道徳教育の歴史と「教科化」の危うさ(中央大学文学部教授 池田賢市)
修身と教育勅語
日本の学制が始まったのは1872(明治5)年です。その当初から戦前の道徳教育科目であった「修身」がありました。1880(明治13)年には教育令が改正されて「修身」が最重要科目となりました。そして、1889(明治22)年の大日本帝国憲法発布の翌年、第一回帝国議会の開催よりも前に「教育勅語」が発布されています。丸山眞男(注1)が教育勅語のあとに第一回の国会が開かれたことが象徴的だと書いていたと思いますが、私もそう思います。「教育勅語に書いてあることは悪いことばかりではない」と評価する人たちがいるけれども、最後には皇室・国家のために身を捧げよと書いてあるわけです。これが第一回の国会の前、まだ普通選挙ではなかったので現在とは違いますが、曲がりなりにも有権者に選ばれた議員が国会で議論する前に、人びとの生き方・価値の置き方が天皇から示されたわけです(次ページの表「教育勅語の11徳目」を参照)。
明治政府は教育勅語を国民の思想や価値観を統一していくために利用しました。そのときに学校教育のなかで一番大きく利用されたのは「儀式」だったと思います。卒業式や入学式、明治天皇の誕生日であった天長節などの儀式のたびに校長が教育勅語を読み上げるのを、子どもたちが姿勢を正して聞くわけです。こうした儀式の次第を定めた規定も明治時代にできています。まず校長の話があり、来賓が挨拶し、といった一連の流れが、教育勅語をいかに浸透させるかという目的のもとに作られたんです。
実はいまでもほぼそのひな型に沿って学校の儀式は行われています。戦後、学校での儀式的な行為は「特別活動」と言われる分野になりましたので、学校ごとに考えてよいことになっていますから、実は入学式や卒業式をやるかやらないか、また、どのようにやるのかといったことは自由です。しかし文科省も儀式を大事にしろと言っています。私の専門はフランスの教育制度ですけれども、フランスでは儀式としての入学式や卒業式は基本的にはありません。学校は授業をするところなので、先生もそれ以外のことは一切やりません。良し悪しは別としても、とてもはっきりしています。
昭和に入ると、御真影と呼ばれた天皇の写真や教育勅語を収める奉安殿が小学校に作られるようになって、子どもたちは毎日そこを通るたびにお辞儀をしないといけないことになりました。さらには儀式以外の普通の朝礼でも、教育勅語が読まれるようになります。

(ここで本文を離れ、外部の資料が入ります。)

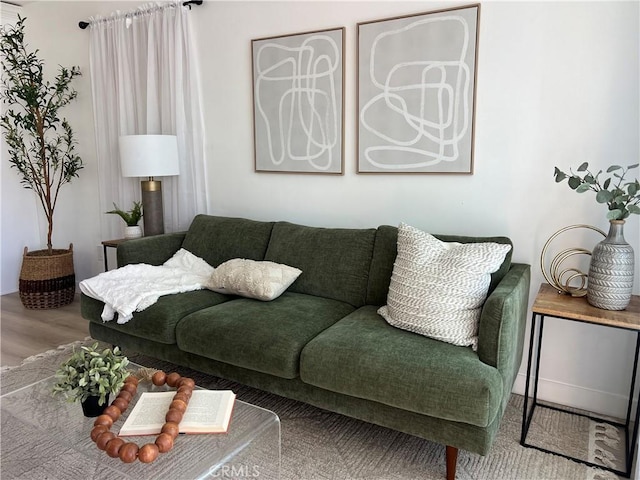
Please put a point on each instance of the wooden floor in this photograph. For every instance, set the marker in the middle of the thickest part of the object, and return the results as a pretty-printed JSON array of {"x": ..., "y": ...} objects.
[{"x": 25, "y": 332}]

さらに最重要科目としての修身は教科でしたから、成績がつけられるわけです。修身の教材には、例えば学校が火事になった時に御真影を守って殉職した教員のことなどが美談として盛り込まれるようになっていきました。儀式と修身の授業とが一体になって精神的に国民を統一していくことが目指されたのです。

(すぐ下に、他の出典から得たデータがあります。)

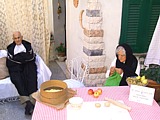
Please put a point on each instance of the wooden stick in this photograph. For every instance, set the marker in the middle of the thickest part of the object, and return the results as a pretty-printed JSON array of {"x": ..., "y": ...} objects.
[{"x": 119, "y": 104}]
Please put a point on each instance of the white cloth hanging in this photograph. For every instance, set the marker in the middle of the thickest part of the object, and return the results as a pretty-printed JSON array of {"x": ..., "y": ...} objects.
[{"x": 153, "y": 54}]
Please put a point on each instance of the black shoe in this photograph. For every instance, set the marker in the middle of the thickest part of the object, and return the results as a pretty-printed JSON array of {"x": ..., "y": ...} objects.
[{"x": 29, "y": 108}]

注1 丸山眞男(1914〜96年)は政治学者。専攻は日本政治思想史。
戦後の「修身」廃止・「教育勅語」失効から、道徳の復活
戦後となり1948年に、教育勅語は国会で失効が確認されました。しかし、そうすんなりいったわけではありません。終戦直後の45年9月に当時の文部大臣であった前田多門は「新日本建設ノ教育方針」という文書の中で、教育勅語が軍国主義によってゆがめられてしまったと解釈しています。GHQは45年12月の段階で、修身と歴史、地理などの軍国主義教育の温床になった授業を停止していますが、教育勅語の内容そのものの良し悪しについてはコメントしていません。文部省の学校教育局長であった田中耕太郎も、教育勅語が徹底されていなかったことを問題としていました。
国会での教育勅語の失効確認は新憲法と教育基本法が施行されたあとの48年ですから、その間にも実は教育勅語を生かそうとする人たちは相当いたのだろうと思います。ただ、さすがに新しい法体系では無理だと、いったんは諦めざるを得なかったのだと思います。
しかし、脈々と復活をねらう人たちや世論があったことも確かで、戦後わずか十数年の1958年に「道徳の時間」が設けられ、学習指導要領も改訂されてしまいます。さらに66年には中央教育審議会答申の別記というかたちで「期待される人間像」という文書が出されます。天皇への敬愛が国の敬愛の念に通ずるといった文言が入っていることで批判されることが多いのですが、ここでは違う面に注目したいと思います。それは、子どもたちのいわゆる問題行動のようなものと道徳教育のあり方に因果関係があるかのように語られる言説が、この文書によって確立していったという点です。しかし、そのような「関係」は誰も証明していませんし、証明できないでしょう。ただそういう「語り」は人びとに受け入れられやすいのです。